Okay, I investigated further. Out of 83,280 documents, there are 82,945 documents with unique id. Therefore, it seems to work well with 4 workers.

miku commented 7 years ago

@karanjeets, thanks for the bug report. Did you use a cluster (if so, how many nodes) or a single elasticsearch server?

miku commented 7 years ago

@albertpastrana, @karanjeets I believe I found the problem and the fix. May I kindly ask you to upgrade to 0.4.0. If the problem persist, I'd be glad, if you let me know. Thanks a lot.

karanjeets commented 7 years ago

@miku, I used a single elasticsearch server. I will upgrade and give it a try in the next week. Thanks for fixing it.

karanjeets commented 7 years ago

@miku, Okay I tried to index it with 48 workers. It is giving me the same result as before. Can you please help?

miku commented 7 years ago

@karanjeets, thanks for testing. Indeed, I am able to reproduce the issue. Elasticsearch bulk request will return a HTTP 200, even if there were some problems during indexing.

2016/11/28 13:00:04 HTTP 200 on http://localhost:9200/issue5/default/_bulk
2016/11/28 13:00:04  {
    "took":1,
    "errors":true,
    "items":[
        {
            "index": {
                "_index": "issue5",
                "_type": "default",
                "_id":"AViqzmvFcb59SOxC0rQf",
                "status":429,
                "error":{
                    "type":"es_rejected_execution_exception",
                    "reason":"rejected execution of org.elasticsearch. ..."
                    ...
                }
            ...
        }
    ]
}

With lower number of workers, elasticsearch won't exhaust its thread pool, so the problem does not occur.

If is not possible to increase the thread pool size above the # of available processors + 1, but it is possible to increase the thread_pool.bulk.queue_size value.

Examples:

$ wc -l 1M.ldj
1000000

$ esbulk -w 48 -verbose 1M.ldj # fine with thread_pool.bulk.queue_size: 100000
...
1000000 docs in 7m14.426745922s at 2301.884 docs/s with 48 workers

$ esbulk -w 4 -verbose 1M.ldj # elasticsearch defaults
...
1000000 docs in 7m53.492212973s at 2111.967 docs/s with 4 workers

I will fix esbulk to slow down and retry the bulk request, if any error happened. For single server setups, the defaults should be save and increasing the number of workers won't result in faster indexing.

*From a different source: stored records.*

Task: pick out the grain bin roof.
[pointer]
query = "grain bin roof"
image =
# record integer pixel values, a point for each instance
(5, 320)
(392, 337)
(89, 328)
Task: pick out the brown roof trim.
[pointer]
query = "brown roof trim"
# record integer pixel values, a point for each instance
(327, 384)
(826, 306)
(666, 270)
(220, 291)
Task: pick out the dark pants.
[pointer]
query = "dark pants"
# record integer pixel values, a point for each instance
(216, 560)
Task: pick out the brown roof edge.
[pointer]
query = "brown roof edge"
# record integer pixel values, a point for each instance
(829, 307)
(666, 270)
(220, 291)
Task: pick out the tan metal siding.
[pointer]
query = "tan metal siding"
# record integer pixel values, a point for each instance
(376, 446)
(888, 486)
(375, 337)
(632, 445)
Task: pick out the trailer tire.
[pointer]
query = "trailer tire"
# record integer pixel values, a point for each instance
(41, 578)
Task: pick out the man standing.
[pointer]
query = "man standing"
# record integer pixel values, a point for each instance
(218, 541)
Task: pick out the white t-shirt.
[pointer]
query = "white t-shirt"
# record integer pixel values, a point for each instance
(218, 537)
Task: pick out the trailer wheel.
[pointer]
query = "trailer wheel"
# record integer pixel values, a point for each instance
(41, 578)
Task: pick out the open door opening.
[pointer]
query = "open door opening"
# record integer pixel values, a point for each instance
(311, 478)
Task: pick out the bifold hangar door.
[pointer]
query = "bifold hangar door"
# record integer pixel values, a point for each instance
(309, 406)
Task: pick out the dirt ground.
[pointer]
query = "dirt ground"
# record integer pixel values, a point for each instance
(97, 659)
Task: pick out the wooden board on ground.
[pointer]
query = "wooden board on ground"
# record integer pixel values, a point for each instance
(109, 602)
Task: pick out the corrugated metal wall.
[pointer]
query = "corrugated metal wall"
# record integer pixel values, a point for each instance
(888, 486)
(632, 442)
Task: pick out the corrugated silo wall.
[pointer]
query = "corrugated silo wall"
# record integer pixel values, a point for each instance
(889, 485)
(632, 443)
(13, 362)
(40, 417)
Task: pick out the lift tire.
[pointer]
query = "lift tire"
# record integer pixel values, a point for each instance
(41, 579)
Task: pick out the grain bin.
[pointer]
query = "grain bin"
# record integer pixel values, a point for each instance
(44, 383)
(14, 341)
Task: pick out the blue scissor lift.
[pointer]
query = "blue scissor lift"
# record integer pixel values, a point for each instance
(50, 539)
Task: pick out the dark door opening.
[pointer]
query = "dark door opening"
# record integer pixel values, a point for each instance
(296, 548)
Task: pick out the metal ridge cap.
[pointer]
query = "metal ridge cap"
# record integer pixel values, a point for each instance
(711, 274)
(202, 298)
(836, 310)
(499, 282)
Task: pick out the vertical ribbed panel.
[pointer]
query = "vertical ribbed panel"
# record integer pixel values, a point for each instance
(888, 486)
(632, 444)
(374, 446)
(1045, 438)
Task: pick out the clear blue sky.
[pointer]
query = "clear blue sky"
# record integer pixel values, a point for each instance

miku commented 7 years ago

@albertpastrana, @karanjeets I released another version, esbulk 0.4.1 which fixes the problem, at least to a certain extent (c.f. release notes and b16722f3). It should now be impossible to silently lose documents, as esbulk will now halt at the first bulk error it encounters (these errors come in a HTTP 200 and therefore went undetected until now).

I have successfully tested this on a local, single node setup. As always, feedback welcome. Thanks!

miku commented 7 years ago

We could think about a transactional bracket around the indexing process, some kind of rollback or a in-flight adjustment of the number of workers. Since esbulk is usable without it, I close this issue for now.

I updated the README with a detailed caveat about this issue.